2. Multithreaded Computers:
Multithreaded computers utilize multiple threads of execution to parallelize computations and
maximize performance. They can significantly enhance the throughput and responsiveness of
applications by overlapping computations, hiding latencies, and exploiting available
parallelism.
- Thread-Level Parallelism: Multithreaded architectures allow concurrent execution of
multiple threads, enabling parallelism at the thread level. Each thread represents an
independent stream of instructions that can be executed simultaneously, taking advantage of
the available processing resources.
- Simultaneous Multithreading (SMT): SMT is a technique employed in some multithreaded
architectures, where multiple threads are executed concurrently on a single core. SMT
enhances resource utilization by leveraging thread-level parallelism and dynamically
scheduling instructions from multiple threads.
- Task Parallelism: Multithreaded architectures can also support task parallelism, where
independent tasks are distributed among multiple threads for simultaneous execution. Task
parallelism is particularly beneficial for irregular workloads or applications with dynamic
task creation.
- Programming Models: Multithreaded programming models, such as OpenMP (Open Multi-
Processing) and pthreads (POSIX threads), provide abstractions for parallel programming and
thread management. These models facilitate the development of multithreaded applications,
allowing developers to express parallelism and optimize performance.

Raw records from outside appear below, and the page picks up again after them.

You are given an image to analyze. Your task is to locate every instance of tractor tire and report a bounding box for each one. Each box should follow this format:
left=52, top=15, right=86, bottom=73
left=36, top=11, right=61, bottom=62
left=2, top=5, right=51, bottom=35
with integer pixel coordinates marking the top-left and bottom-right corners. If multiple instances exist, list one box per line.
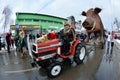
left=74, top=43, right=86, bottom=65
left=47, top=61, right=62, bottom=78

3. Purpose-Built Computers:
Purpose-built computers are designed with specific workloads or applications in mind,
tailoring the architecture to optimize performance for targeted tasks. In the context of HPC,
purpose-built computers are developed to address the unique requirements of scientific
simulations, data analytics, or other specialized computational domains.
- Customized Architecture: Purpose-built computers often feature specialized hardware or
architectures that are specifically designed to accelerate specific computations. Examples
include graphics processing units (GPUs) for parallel processing, field-programmable gate
arrays (FPGAs) for hardware customization, or application-specific integrated circuits
(ASICs) designed for specific algorithms or tasks.
- Performance Optimization: Purpose-built architectures prioritize performance optimizations
that align with the targeted workloads. This may involve incorporating specialized functional
units, memory hierarchies, interconnects, or instruction sets that cater to the specific
computational requirements.
- Energy Efficiency: Purpose-built architectures can also focus on energy efficiency to
optimize power consumption for specific applications. By tailoring the hardware and
optimizing power management techniques, purpose-built computers can achieve higher
performance per watt for targeted workloads.